No texto, o papa diz preferir uma Igreja rota, esfarrapada e suja, por
atuar nas ruas, a uma Igreja enferma, por estar confinada e se agarrar a uma
ilusória sensação de segurança. “Antes mesmo de bispos e padres terem tempo de
digerir o documento, o cara da rua já sabia”, diz Fernando Altemeyer Junior,
professor de teologia da PUC de São Paulo. “O papa entrou na casa das pessoas.”
Não é preciso distanciamento para afirmar que 2013 ficará gravado com
destaque na história da Igreja Católica. Uma história de 2 mil anos, iniciada
por Jesus Cristo. Em fevereiro, o papa Bento XVI renunciou – um gesto inédito
em mais de cinco séculos. Em março, Jorge Mario Bergoglio, arcebispo de Buenos
Aires, foi eleito papa – o primeiro de fora da Europa, em mais de 1.000 anos, e
o primeiro do Hemisfério Sul. “Aceito a eleição, mesmo sendo um pecador”, foram
as primeiras palavras de Bergoglio, ao conhecer o resultado do conclave.
Assumir-se pecador seria uma ousadia mesmo para um jovem coroinha.
Vindas do papa Francisco, as palavras sugerem um novo rumo para o catolicismo.

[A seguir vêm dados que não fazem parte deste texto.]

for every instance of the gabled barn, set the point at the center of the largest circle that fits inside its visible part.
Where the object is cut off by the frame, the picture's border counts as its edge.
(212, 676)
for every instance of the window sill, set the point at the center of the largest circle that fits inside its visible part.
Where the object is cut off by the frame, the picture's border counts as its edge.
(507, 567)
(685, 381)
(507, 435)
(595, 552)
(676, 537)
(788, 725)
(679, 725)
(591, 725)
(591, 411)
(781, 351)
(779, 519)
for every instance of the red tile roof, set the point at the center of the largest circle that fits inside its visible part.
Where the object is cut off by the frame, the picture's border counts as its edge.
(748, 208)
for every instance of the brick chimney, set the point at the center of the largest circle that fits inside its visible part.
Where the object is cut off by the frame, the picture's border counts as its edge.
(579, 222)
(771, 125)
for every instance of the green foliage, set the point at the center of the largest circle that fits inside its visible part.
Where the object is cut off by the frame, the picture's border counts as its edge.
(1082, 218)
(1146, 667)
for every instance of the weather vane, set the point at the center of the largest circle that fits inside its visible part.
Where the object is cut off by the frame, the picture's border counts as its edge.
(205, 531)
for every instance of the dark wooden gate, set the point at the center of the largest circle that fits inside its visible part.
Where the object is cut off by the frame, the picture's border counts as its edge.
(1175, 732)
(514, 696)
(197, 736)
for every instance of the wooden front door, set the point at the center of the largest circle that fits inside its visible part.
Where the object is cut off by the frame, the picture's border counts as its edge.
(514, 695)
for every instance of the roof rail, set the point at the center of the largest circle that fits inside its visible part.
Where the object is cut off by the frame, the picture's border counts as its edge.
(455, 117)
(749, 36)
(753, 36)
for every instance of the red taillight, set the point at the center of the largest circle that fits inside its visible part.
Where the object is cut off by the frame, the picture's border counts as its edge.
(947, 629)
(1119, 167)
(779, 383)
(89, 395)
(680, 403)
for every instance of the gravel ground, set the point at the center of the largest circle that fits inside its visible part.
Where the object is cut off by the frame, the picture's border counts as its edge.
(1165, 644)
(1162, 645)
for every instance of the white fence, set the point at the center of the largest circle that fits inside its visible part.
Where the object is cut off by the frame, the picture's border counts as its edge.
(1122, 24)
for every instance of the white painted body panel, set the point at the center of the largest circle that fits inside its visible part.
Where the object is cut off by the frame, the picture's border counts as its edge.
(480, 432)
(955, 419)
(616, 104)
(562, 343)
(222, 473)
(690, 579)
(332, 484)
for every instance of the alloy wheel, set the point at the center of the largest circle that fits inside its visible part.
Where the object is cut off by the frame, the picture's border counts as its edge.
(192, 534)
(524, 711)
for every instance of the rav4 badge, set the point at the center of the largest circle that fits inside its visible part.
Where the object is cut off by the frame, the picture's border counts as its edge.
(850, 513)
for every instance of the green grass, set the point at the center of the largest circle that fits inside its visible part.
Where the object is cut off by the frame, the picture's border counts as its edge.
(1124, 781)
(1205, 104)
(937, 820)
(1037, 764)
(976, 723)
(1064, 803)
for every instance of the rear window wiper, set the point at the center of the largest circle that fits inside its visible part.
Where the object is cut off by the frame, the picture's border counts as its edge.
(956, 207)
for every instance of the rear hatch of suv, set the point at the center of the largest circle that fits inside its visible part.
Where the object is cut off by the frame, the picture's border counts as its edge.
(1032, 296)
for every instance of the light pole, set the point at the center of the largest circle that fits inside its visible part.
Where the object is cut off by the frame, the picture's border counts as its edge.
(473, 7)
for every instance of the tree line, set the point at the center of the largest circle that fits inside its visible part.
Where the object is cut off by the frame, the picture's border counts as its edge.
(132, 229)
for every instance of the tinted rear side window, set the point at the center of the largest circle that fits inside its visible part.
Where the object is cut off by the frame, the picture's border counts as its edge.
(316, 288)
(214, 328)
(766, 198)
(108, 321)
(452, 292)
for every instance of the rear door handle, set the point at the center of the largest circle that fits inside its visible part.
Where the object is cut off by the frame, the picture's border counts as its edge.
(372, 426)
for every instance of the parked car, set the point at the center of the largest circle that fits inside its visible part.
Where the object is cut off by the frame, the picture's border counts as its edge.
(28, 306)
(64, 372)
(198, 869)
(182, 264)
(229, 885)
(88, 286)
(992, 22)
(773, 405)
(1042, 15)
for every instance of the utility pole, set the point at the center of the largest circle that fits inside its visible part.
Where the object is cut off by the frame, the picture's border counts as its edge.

Em dez meses, Francisco mudou o discurso e a percepção sobre a Igreja. As
notícias sobre escândalos de corrupção e pedofilia deram lugar a exemplos de
humildade, mensagens de tolerância e discussões sobre como a Igreja pode se
adaptar às mudanças da sociedade.
Uma pesquisa da Confederação Nacional dos Transportes (CNT)/Ibope,
encomendada por ÉPOCA, avaliou os dez meses do papa Francisco e a receptividade
do brasileiro às mudanças em discussão nas religiões. O Ibope entrevistou 2.002
pessoas, em 141 municípios. Chama a atenção o acolhimento ao novo papa. “Para
37% das pessoas, a confiança na Igreja Católica aumentou. Para uma instituição
que se move gradualmente, é um número expressivo”, diz Altemeyer. “O mais impressionante
é ver que apenas 4% não gostaram de Francisco. É quase ninguém.” O professor de
teologia Edward Neves Guimarães, da PUC de Minas Gerais, diz que esperava mais
críticas dos brasileiros à corrupção e ao distanciamento da Igreja Católica em
relação aos fiéis. “Nos últimos anos, irregularidades no Banco do Vaticano
foram fartamente noticiadas, assim como exemplos de ostentação na cúpula da
Igreja”, diz. “O público está simpático.”